Bupati Bogor Rudy Susmanto menyebutkan, pada tahun berjalan ini fokus utama diarahkan pada pembangunan jalan sebagai penopang konektivitas wilayah barat Kabupaten Bogor. Anggaran yang disiapkan mencapai ratusan miliar rupiah.
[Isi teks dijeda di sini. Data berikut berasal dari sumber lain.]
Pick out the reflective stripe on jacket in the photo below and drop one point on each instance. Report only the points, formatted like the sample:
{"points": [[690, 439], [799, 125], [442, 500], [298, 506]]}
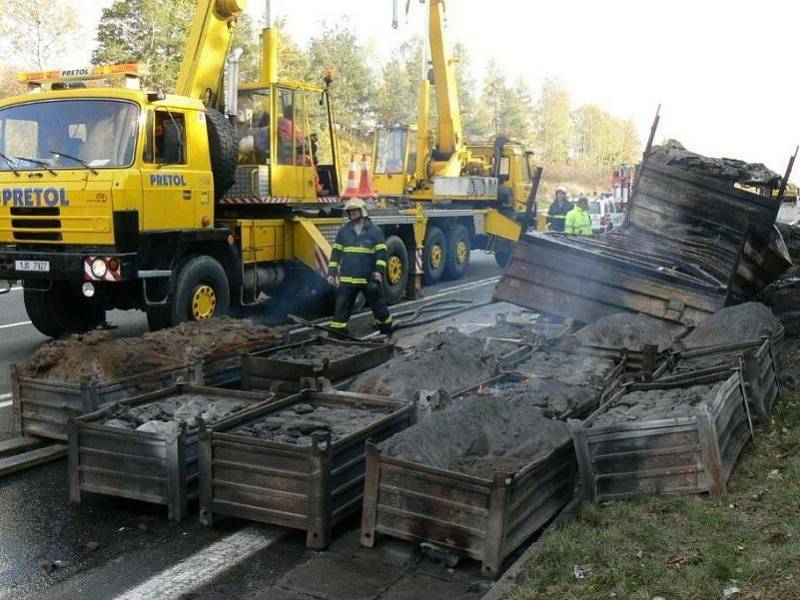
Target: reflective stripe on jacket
{"points": [[357, 256], [578, 222]]}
“Persiapan Bogor Barat sudah mulai di tahun 2025. Untuk pembangunan infrastruktur, khususnya jalan, kita anggarkan hampir Rp200 miliar di Dinas PUPR. Ditambah di DKPP, kalau digabung kurang lebih Rp300 miliar. Itu baru dari dua SKPD di tahun 2025 yang sedang berjalan sekarang,” ujar Rudy.
Pernyataan tersebut disampaikan Rudy usai menghadiri Lokakarya Pelantikan dan Musyawarah Kerja Komite Persiapan Pembentukan Kabupaten Bogor Barat (KPPKBB) periode 2025–2030 di Gedung SBS Venue Premier, Rabu (17/12).
Tak berhenti di tahun ini, Pemkab Bogor juga telah menyiapkan langkah lanjutan pada 2026. Salah satu agenda prioritasnya adalah pembebasan lahan untuk pembangunan jalan khusus angkutan tambang yang menghubungkan wilayah Cigudeg hingga Rumpin.
“Di 2026 kita sudah mempersiapkan anggaran pembebasan lahan, mulai dari Cigudeg sampai Rumpin, untuk jalan khusus angkutan tambang,” jelasnya.
Selain pembangunan fisik dan kesiapan anggaran, aspek administratif juga terus dimatangkan. Bogor Barat diproyeksikan menjadi pusat pertumbuhan ekonomi baru di wilayah barat Kabupaten Bogor, sekaligus sebagai calon daerah persiapan otonomi baru.
“Kita juga mempersiapkan secara administratif untuk daerah pusat pertumbuhan ekonomi baru wilayah barat, sebagai calon daerah persiapan otonomi baru, dengan titik ibu kota di Kecamatan Cigudeg,” kata Rudy.
Menariknya, perencanaan ibu kota Bogor Barat tidak dilakukan secara konvensional. Pemkab Bogor menggandeng Ikatan Ahli Perencanaan Indonesia (IAP), organisasi profesional yang juga terlibat dalam perancangan Ibu Kota Nusantara (IKN) di Kalimantan.